The Conjuring franchise is now eight films in and it doesn't show signs of slowing. The series has benefitted from the fluid nature of the storytelling. New entries are free to take place in different time periods and focus on different demons and possessed objects. None of those have been as successful as Annabelle, a creepy doll that now gets its third feature film.
Annabelle Comes Home ditches the lore that has bogged down previous entries and instead embraces the haunted house thrills that the franchise has always been best at. What we get here is essentially a teen horror movie that includes a babysitter in peril, a bully, a cute boy, and a kid who has to save everyone. That kid is the daughter of demonologists Ed (Patrick Wilson) and Lorraine Warren (Vera Farmiga). As the film opens, the Warrens are transporting the doll to their home where it is to be placed in a case made from glass from a church so that it can't wreak havoc. Once the doll is safe, they are off on another paranormal case, leaving their daughter Judy (McKenna Grace) alone with her babysitter Mary Ellen (Madison Iseman).
Judy is an outcast at school thanks to her weird parents but Mary Ellen treats her with understanding. It seems like all is well when Mary Ellen's friend Daniela (Katie Sarife) drops by and unlocks the case with Annabelle in it. Daniela's father was killed in a car accident and she believes something in the Warren's basement of artifacts can help her connect to him.
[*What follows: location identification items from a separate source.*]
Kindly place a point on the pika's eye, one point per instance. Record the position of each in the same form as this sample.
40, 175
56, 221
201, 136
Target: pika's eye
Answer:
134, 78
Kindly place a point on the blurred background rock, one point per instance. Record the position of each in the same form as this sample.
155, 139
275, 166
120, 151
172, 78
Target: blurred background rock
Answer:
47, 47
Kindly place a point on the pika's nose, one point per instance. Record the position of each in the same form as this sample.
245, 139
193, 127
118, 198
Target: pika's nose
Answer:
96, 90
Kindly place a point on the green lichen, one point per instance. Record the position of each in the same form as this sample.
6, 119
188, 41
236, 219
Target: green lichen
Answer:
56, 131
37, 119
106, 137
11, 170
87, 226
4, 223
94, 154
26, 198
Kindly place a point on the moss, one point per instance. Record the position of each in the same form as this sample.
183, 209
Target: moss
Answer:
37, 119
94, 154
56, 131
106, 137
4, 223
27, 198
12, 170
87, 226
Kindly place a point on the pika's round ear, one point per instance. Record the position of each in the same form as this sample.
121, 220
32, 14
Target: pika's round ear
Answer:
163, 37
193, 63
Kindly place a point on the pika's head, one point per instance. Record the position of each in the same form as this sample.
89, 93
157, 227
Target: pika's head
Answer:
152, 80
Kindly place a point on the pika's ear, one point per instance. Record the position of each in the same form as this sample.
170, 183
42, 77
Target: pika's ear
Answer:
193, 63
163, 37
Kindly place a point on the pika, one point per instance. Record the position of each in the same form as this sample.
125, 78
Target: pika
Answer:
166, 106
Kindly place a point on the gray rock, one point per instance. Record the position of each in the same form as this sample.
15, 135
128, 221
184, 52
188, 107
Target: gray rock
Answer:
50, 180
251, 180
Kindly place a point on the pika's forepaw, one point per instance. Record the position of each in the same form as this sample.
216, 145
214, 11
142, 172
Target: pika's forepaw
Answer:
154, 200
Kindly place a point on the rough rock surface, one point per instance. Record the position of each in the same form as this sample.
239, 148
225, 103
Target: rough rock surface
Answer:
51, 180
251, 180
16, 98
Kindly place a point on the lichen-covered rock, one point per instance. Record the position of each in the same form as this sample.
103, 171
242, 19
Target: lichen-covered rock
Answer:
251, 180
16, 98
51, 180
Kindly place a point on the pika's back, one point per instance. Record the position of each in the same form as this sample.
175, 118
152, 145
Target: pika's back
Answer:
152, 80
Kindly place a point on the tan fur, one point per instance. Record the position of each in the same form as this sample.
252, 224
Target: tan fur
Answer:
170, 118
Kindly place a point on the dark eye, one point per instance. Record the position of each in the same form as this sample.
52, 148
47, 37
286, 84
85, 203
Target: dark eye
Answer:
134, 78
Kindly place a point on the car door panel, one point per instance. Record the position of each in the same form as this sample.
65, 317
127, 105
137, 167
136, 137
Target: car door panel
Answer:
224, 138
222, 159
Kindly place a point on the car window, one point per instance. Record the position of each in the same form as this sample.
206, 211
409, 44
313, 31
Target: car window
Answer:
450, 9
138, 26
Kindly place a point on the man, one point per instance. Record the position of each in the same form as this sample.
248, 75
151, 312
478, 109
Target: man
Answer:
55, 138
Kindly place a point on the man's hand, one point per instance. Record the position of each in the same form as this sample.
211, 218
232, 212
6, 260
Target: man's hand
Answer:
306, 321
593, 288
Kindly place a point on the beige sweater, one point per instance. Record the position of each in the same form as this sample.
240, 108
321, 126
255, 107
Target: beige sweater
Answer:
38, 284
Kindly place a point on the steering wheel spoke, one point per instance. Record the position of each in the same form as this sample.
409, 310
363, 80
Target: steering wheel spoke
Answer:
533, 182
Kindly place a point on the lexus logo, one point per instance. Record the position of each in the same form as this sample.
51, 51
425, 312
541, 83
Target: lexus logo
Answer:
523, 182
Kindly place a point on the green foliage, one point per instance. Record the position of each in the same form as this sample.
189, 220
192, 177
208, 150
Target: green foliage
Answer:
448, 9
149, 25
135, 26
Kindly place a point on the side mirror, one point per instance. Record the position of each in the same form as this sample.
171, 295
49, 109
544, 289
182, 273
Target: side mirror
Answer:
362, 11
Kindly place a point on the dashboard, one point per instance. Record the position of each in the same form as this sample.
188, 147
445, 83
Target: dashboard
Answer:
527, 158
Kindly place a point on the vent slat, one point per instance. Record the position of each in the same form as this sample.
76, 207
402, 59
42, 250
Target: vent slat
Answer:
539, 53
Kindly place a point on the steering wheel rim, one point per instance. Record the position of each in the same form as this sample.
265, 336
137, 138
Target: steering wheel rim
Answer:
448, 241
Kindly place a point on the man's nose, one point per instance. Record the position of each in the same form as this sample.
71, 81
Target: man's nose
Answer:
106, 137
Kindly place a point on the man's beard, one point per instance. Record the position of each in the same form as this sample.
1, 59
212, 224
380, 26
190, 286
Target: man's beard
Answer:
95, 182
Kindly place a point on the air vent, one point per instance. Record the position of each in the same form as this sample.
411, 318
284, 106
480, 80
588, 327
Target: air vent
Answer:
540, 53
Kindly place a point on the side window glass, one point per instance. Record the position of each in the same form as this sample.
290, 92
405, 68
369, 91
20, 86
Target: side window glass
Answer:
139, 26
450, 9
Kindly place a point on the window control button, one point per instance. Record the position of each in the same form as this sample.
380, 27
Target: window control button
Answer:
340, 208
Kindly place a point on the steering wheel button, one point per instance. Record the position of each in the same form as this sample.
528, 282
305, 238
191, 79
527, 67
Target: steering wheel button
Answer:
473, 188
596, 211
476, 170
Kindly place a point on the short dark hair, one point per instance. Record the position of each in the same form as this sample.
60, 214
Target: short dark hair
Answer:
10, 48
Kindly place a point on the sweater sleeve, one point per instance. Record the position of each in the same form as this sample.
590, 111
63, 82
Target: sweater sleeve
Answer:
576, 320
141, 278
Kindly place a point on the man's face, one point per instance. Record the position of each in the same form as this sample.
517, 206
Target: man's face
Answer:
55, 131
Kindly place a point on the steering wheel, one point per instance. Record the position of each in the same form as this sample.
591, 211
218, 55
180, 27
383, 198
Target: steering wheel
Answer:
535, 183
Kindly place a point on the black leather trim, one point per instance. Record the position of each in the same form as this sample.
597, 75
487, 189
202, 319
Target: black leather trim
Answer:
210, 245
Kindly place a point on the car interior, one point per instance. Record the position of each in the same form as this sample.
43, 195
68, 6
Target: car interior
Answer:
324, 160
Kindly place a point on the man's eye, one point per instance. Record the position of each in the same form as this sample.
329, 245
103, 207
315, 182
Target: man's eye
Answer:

While down there, she touches many artifacts that unleash their power. Several of these have made minor appearances in previous Conjuring films and fans of the series will be delighted to finally see the haunted samurai armor that echoes with the howls of its victims and other objects getting their moment. One new creation comes in the form of the Ferryman. It is an effective design that leads to a few good jump scares.
Jump scares are what Annabelle Comes Home is all about and it delivers them frequently. Once things kick off, the Warren house becomes a haunted maze of scares including a haunted board game and a haunted TV. Director Gary Dauberman keeps a steady pace of frights which makes seeing the film in a packed auditorium a must. The film is designed to be a carnival ride. It is a great date movie in that way or one to see with a group of friends. You may not remember the plot but you will all be discussing which scare got you.
Annabelle Comes Home doesn't do much that is new and it doesn't really add anything to the story of the possessed doll. It doesn't seem interested in that and as a result, the film focuses on the fun. It mostly works. The humor is intentional here and a few laughs really work. It is an efficient horror film meant for Friday nights with a full audience.